June 10, 1980
So far, it looks like a good deal.
Let's see now, where did I put that confounded Seal of Approval? I recall using it to OK the deal for Larry Bird, and again when the Celtics dumped Bob McAdoo and wound up with M.L. Carr and the Pistons' two No. 1 draft choices.
Can't remember using it since, certainly not when the Patriots shipped Leon Gray to the Houston Oilers for a ham sandwich, or when the Red Sox signed Skip Lockwood for money enough to buy Costa Rica. Ah, here's the official seal, tucked away in the second drawer of the desk, underneath the 8-by-10 autographed glossy photo of Rex Morgan. It seems dusty, but serviceable enough.
The Seal of Approval doesn't get much action around here. For every positive deal, there are five bummers of the Lee-for-Papi or Nick Buoniconti- for -Kim Hammond variety. There are too many farewells to the likes of El Tiante and not enough hellos to the likes of Jean Ratelle. More athletes who produce in the clutch seem to leave than arrive, if you get my drift.
But the Celtics' move of yesterday appears worthy of a large, healthy, both-feet-off-the-ground stamp of approval. It was a coup of the first order, and everyone knows that's the best kind. The deal gives the Golden State Warriors the NBA's No. 1 and No. 13 draft choices today. In return, the Celtics receive 7-foot center Robert Parish, plus the No. 3 pick in the draft.
It means, from a Celtics' point of view, giving up Purdue center Joe Barry Carroll and receiving Parish and either Darrell Griffith or 6-11 forward- center Kevin McHale of Minnesota, probably the latter. One hates to hum the company line, but it is difficult, from my vantage point behind a thick NBA guide, to see how the Celtics can come off second best in this shuffling of papers and oversized bodies.
They were looking for a center to supplement, and perhaps eventually replace, David Cowens. Because of this, they were almost forced to draft Carroll, a 7-footer with considerable offensive potential but who, from my small glimpses of him as a collegian, lacked certain items, such as motivation and defensive ability.
The Celtics, because of this overwhelming - at least in their mind - need for muscle to back up Cowens, would have been forced to pass up Griffith, the NCAA player of the year, and McHale, who some think is the best player in this year's draft.

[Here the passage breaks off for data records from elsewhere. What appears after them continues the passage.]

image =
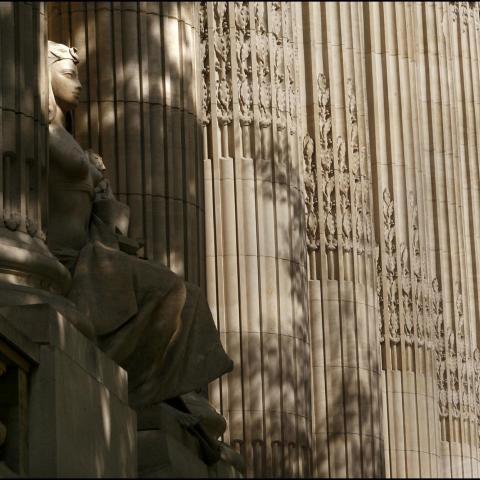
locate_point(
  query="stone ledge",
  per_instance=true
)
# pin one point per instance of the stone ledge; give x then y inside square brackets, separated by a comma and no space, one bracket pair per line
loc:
[42,324]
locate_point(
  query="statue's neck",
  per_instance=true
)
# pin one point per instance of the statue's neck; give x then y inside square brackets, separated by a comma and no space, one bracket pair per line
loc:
[59,119]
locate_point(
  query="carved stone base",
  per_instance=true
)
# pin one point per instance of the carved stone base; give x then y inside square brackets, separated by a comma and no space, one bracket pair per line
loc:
[167,447]
[79,422]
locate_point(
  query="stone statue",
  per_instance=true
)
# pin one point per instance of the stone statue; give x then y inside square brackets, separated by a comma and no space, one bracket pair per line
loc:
[146,318]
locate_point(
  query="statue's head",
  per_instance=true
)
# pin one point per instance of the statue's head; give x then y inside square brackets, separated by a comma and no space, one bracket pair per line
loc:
[64,84]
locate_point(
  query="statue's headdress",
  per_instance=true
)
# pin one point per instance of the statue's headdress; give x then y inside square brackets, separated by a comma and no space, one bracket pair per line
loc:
[59,51]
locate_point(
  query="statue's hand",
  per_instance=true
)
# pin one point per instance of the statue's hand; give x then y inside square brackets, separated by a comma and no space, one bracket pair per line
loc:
[96,160]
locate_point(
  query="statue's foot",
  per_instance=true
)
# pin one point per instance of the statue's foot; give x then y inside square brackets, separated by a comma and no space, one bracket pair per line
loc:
[212,422]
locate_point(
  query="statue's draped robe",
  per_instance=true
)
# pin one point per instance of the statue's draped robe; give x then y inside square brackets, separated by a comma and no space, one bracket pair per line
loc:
[146,318]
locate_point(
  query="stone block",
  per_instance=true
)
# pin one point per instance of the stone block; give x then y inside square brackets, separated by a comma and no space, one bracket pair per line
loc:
[79,421]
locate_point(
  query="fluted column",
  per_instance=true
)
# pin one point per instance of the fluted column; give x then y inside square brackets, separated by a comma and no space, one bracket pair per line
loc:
[255,246]
[25,261]
[138,110]
[345,349]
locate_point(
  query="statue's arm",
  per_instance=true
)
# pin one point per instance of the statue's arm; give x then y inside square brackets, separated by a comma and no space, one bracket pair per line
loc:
[68,156]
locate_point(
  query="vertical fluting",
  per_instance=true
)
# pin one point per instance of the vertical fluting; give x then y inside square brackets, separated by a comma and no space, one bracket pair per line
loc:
[345,362]
[138,109]
[255,271]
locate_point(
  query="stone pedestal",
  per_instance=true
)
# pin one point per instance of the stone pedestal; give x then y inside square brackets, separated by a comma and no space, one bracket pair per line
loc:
[79,422]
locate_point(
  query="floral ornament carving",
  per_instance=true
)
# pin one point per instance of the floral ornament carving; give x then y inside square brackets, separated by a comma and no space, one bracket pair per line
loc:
[357,159]
[223,67]
[419,297]
[454,11]
[344,190]
[290,85]
[406,295]
[311,194]
[244,69]
[454,388]
[391,267]
[461,347]
[476,387]
[326,163]
[204,62]
[263,65]
[440,352]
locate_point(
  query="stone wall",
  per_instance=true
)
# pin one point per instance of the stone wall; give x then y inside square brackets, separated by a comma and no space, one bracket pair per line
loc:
[314,166]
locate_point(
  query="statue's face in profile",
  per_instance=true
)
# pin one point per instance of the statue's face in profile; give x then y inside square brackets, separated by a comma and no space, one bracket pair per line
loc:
[65,84]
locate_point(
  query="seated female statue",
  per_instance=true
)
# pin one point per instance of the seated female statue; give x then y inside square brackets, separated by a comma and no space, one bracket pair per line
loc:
[146,318]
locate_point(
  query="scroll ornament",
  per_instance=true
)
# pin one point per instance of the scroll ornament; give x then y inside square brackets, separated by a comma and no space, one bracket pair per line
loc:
[263,66]
[326,163]
[222,64]
[244,69]
[311,195]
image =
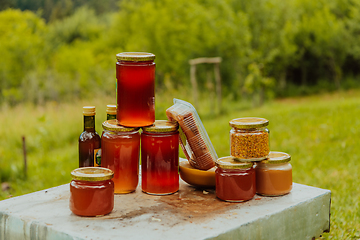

Now they have the height in Parish, who will be one of the tallest ever to wear a Celtics' uniform, and also have a certainty of obtaining either Griffith or McHale in today's draft.
It is the equivalent of getting either of those players as a 13th draft pick, which would have been out of the question before the deal with Golden State.
The Celtics expect Utah to take the more publicized and flashy Griffith, to sell some seats in the Salt Palace. That would leave them with McHale, which would not make Bill Fitch unhappy. "The worst that can happen with that third pick," said the Celtics' coach yesterday, "is that we'll be forced to settle for Griffith."
He didn't mind the sound of that either. No trade, of course, comes with five-year warranties or your money back. The last time I saw Parish - wait a minute and I'll hum a few bars - he did not remind me of Kareem or Artis Gilmore or even Rick Robey. He lah-de-dahed through a televised game from the Coast, a 7-foot invisible man. Phlegmatic is a good word, and also disinterested, and lethargic makes three. A change of scenery and a chance to play for a contender and the opportunity to join the Celtics' "family" will change all that. Sure it will.
Still, as Fitch pointed out, if the 26-year-old Parish and the 22-year-old Carroll were both available in the college draft today, Parish would likely be picked first. His potential has always been defined as defensive. His five-year blocked- shot average is 109 a season, and his rebounds a shade under 10 a game.
The trade also leaves the Celtics' guard situation at ground zero. Quickness is in short supply, not to mention the deadeye outside shot. If the Celtics get McHale to go with Parish, they will have a Chicago stockyards front line, but the team will need a bus to get from one end of the court to the other. Fitch said he could live with all that height, but chances are the Celtics couldn't. If McHale and Parish join Robey and Cowens and Cedric Maxwell and Bird, Carr would join Gerald Henderson, Nate Archibald, Chris Ford and perhaps Pete Maravich at guard.
That is not a backcourt to make the Celtic zealot dream sweet dreams of championships.
The deal yesterday is not likely to be the last the Celtics make before training camp.